Why celebrating works

  • Good feelings can be contagious. Above all, an effective celebration — one in which people mark a moment of gratitude in a personal way — generates joy. It shows appreciation. Being appreciated generates good feelings which then “play a role in the maintenance of romantic relationships.” (page 257.) . And happiness is contagious – witness the Bodhisattva in the metro – bringing the blessings of delight to others, including those one loves.

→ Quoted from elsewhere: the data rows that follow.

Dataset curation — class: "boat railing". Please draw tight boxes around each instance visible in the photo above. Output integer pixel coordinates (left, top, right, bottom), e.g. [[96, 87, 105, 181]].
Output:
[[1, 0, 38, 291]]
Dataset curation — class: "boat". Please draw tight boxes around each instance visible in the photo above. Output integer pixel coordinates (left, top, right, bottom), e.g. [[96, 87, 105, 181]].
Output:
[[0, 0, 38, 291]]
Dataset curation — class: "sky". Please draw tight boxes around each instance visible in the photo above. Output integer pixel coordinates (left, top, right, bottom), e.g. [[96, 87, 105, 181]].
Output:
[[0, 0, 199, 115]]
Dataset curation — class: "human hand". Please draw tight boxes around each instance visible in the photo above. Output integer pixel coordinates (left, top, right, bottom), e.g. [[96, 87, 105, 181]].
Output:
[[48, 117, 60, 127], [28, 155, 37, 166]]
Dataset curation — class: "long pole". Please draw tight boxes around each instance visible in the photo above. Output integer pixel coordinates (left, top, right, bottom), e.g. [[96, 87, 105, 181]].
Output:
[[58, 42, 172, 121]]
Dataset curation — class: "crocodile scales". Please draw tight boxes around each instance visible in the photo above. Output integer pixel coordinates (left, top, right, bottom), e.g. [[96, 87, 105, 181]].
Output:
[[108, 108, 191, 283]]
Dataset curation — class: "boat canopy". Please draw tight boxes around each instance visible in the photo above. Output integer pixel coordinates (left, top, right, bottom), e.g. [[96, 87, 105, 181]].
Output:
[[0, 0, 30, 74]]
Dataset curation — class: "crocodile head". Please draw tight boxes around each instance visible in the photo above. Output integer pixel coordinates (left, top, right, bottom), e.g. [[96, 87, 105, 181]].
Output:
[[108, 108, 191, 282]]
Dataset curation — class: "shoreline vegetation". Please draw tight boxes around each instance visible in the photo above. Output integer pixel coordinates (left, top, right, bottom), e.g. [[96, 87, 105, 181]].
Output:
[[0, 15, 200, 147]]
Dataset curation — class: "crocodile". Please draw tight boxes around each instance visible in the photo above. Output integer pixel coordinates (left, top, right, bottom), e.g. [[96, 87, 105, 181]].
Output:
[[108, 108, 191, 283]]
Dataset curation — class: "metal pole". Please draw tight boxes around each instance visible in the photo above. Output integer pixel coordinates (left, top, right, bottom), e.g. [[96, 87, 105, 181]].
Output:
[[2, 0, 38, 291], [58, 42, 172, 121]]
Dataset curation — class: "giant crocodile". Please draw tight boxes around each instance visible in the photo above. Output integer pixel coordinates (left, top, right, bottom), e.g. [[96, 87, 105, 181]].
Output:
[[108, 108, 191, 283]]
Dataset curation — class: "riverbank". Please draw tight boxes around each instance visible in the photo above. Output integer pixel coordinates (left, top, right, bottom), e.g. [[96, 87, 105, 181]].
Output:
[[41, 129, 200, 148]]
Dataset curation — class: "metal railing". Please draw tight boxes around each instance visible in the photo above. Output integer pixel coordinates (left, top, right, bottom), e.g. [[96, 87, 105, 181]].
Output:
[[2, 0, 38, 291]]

  • Giving is its own reward. Adam Grant and his colleagues have amply demonstrated that the effective offering of appreciation assures people that they can, indeed, make a difference to others. This work documents the overriding motivating power of being able to feel connected in an altruistic way. Thus not only does the relationship benefit, individuals do also by knowing they can make a positive contribution to something larger than themselves and to someone other than themselves. Creating and sharing a celebration reminds people of their power to brighten for others, and the blessings that can bring. Altruistic love is reinforced.
  • Our uniqueness is honored, validated, reinforced. And, finally, celebrating invites people to consider another as a unique individual and to imagine ways to share pleasure with that person. In a later post, I will write about “pleasing” – but for now, let’s just note that this is a powerful way to show I Love You.

What have you done to celebrate that has been especially meaningful? How have you expressed loving through creating a special celebration? Do you have thoughts about why celebration amplifies feelings of love? Please share your stories, thoughts.